Although PHE describes it as an independent educational charity,5 Drinkaware’s website confirms that the organisation is funded by donations from UK alcohol producers, retailers, and supermarkets, with the aim to “reduce alcohol-related harm by helping people make better choices about their drinking.”10 The press release for the new campaign encourages people to have “more alcohol-free days a week” (PHE quote) and “few alcohol-free days” (Drinkaware quote),5 following the historical strategy of defining the problem in terms of the minority of people who drink every day. The press release does not make direct reference to harmful levels of drinking on other days of the week, or endorse the UK chief medical officers’ advised upper limit of 14 units a week for both sexes.11 The campaign is badged as part of the broader One You campaign, which includes advice on smoking, physical activity, and other lifestyle determinants of health, thus linking an industry funded body with wider health messaging.
What does the alcohol industry have to gain?
The question that senior PHE managers do not seem to have asked themselves in the process of entering into this partnership, and certainly did not ask their alcohol leadership advisory board, is why the alcohol industry is happy to fund a campaign that ostensibly aims to reduce alcohol consumption. Had they done so they would have received the answer that the industry does so because it thinks the campaign will be ineffective or will divert attention from other more effective policies to reduce alcohol consumption that the industry fears more, such as minimum unit pricing.
More importantly, however, through Drinkaware, the alcohol industry gains valuable engagement with PHE, establishes working relations with PHE staff, and may even secure a seat at the table when other alcohol harm initiatives are planned and executed. In so doing they tread a path that, at least to those who have worked in tobacco policy, is depressingly familiar. It is right that the alcohol and other harmful commodity industries pay to prevent and treat harm caused by their products, but payment must be made through statutory levies not voluntary agreements.

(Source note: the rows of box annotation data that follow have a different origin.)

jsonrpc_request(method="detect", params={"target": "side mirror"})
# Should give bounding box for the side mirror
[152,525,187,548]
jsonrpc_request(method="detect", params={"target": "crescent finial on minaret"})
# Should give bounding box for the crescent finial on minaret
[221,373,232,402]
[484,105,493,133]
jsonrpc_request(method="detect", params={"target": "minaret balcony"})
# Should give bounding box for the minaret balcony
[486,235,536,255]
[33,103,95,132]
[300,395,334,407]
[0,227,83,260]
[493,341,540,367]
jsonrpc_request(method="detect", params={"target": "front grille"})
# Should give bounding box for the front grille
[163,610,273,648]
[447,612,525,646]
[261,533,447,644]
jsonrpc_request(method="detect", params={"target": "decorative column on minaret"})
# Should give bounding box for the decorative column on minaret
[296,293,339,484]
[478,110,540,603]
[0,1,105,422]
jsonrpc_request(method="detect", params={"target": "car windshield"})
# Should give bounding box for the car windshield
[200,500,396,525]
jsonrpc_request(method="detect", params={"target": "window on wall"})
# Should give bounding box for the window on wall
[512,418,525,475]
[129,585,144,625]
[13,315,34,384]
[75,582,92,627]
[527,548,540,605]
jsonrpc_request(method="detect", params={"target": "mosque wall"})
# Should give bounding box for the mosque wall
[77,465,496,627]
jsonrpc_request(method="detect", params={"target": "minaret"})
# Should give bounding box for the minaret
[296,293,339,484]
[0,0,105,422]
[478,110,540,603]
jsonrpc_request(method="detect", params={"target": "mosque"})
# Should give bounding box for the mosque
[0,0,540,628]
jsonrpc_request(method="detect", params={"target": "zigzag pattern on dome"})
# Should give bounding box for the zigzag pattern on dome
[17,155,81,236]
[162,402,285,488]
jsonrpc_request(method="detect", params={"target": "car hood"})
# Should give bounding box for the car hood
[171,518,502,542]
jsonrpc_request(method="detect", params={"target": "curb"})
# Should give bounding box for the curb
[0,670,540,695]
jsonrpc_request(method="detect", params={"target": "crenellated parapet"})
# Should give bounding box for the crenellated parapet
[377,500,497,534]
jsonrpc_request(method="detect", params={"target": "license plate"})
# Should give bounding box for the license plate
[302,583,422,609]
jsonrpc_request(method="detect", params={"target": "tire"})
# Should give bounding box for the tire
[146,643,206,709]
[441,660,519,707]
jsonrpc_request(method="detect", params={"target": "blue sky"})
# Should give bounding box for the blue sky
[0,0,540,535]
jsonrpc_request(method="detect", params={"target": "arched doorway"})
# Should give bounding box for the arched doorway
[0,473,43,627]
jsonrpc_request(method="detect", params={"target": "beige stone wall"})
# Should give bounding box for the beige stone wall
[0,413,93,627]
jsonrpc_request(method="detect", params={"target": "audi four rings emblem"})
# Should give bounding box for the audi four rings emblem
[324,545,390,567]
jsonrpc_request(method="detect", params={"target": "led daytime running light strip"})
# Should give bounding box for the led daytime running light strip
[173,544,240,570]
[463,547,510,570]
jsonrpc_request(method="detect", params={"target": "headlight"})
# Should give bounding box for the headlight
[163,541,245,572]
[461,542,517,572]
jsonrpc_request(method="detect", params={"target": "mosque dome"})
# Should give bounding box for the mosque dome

To paraphrase Aldous Huxley, the most important of all the lessons of history is that people do not learn very much from them. The leadership of PHE would be well advised to start learning now.
Competing interests: We have read and understood BMJ policy on declaration of interests and declare the following interests: IG has given a paid lecture for Kyowa Kirin, the manufacturer of Pabrinex vitamin B and C injection. He is chair of the Alcohol Health Alliance and resigned recently as co-chair of the alcohol leadership board, Public Health England. JB is director of the UK Centre for Tobacco and Alcohol Studies, a member (and former chair) of the Royal College of Physicians tobacco advisory group, and a member of the board of trustees of Action on Smoking and Health. He co-chairs the PHE tobacco control implementation board. LB is deputy director of the UK Centre for Tobacco and Alcohol Studies, holds the CRUK/BUPA chair in behavioural research for cancer prevention at Cancer Research UK, is a trustee of the Institute of Alcohol Studies, and a member of the PHE tobacco control implementation board.
Provenance and peer review: Commissioned; not externally peer reviewed.